Три грузовые нарты были завалены добытыми товарами, на двух других уселись они с Селифоном. С Дудинкой простилась она почти весело, даже помахала рукой черным домам, без страха повернула лицо на восток — там лежало новое ее жилье. Селифон ехал впереди. Он сидел боком, слева на легкой нарте, у него была вожжа, прикрепленная к недоуздку крайнего оленя, и тонкий длинный шест — хорей. Четверка низкорослых некрасивых животных веером тянула нарты по мху и снегу. Оле казалось странным, что передовой олень с краю, а не в центре — на всех других животных ездят иначе. Она сама взяла вожжу и хорей и пыталась править, но ничего не вышло. Она скоро бросила это занятие, в нем не было нужды. Упряжки бежали одна за другой, достаточно было править первой. Нарты у Оли оказались иные, чем у Селифона, больше размером, со спинкой и передком, на них можно было откинуться назад, разместить ноги на поперечинах. Дорога сгоряча показалась Оле легкой и занимательной. Оля с интересом осматривала тундру, старые географические описания теперь оживали. Она обдумывала, как начать занятия, вспоминала институтские лекции по дидактике и методике, встречи в Дудинке, Красноярск. Вероятно, до самого стойбища хватило бы о чем думать и вспоминать, но Селифон все испортил. Он оторвал ее от дум и воспоминаний, возродил в ней полузабытые страхи и опасения. Он бросал передовую упряжку и, шагая рядом с Олей, не переставая, говорил. Наконец и в его стойбище появится настоящая учительница, больше не придется отвозить детей в школу. Он размечтался:
— На следующий год уехавших возвратим из интерната, будешь всех ребят, весь колхоз учить, Ольга Иванна, не только малышей.
Стараясь завоевать расположение учительницы, Селифон подробно описывал удобства и роскошь ее будущей жизни. Его еще молодое, энергичное лицо озарялось, когда он обещал ей приносить лучший топленый жир — пусть она пьет чашками, как пьют они, колхоз ничего для нее не пожалеет. И ее ужасало каждое его слово. Новый, чужой мир раскрывался перед ней, жить в нем представлялось немыслимым. К этому скоро добавились муки от езды — путешествие по тундре было нелегким. Ничего занимательного и веселого Оля уже не находила вокруг — во все стороны простиралась одна и та же унылая, пустынная страна.

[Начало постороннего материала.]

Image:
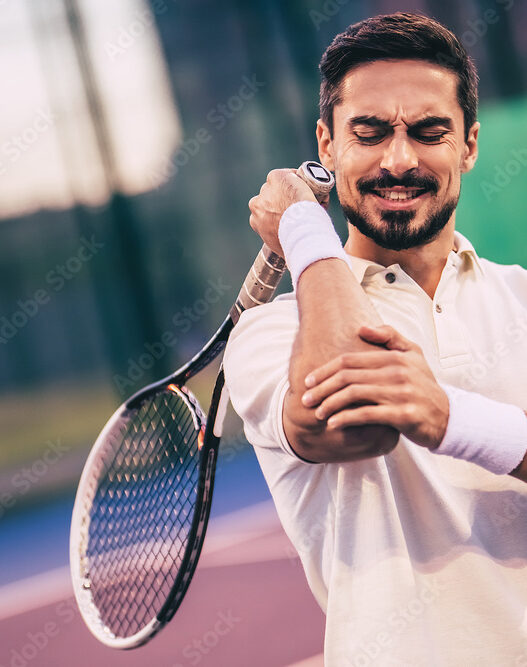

На стоянках Селифон не давал Оле размять затекшие ноги, он говорил еще горячее, хватал Олю за рукав, чтоб она смотрела на него.
— Поедем, Селифон, — попросила Оля на одной из остановок: больше она не в силах была выносить эту беседу. — И давай поторопимся, мне говорили, олени несутся быстрей, чем лошади, а мы еле плетемся.
— Это можно, — согласился он.
Олени с трудом тащили поклажу по едва покрытой снегом земле, нарты наклонялись, проваливались в ямы. Сжав зубы, чтоб не кричать, Оля цеплялась руками за передок. Все тело ее болело, каждую мышцу сводила усталость. Может быть, именно эта готовность ежесекундно отразить толчок и удержаться при ударе утомляли больше, чем самые толчки и удары.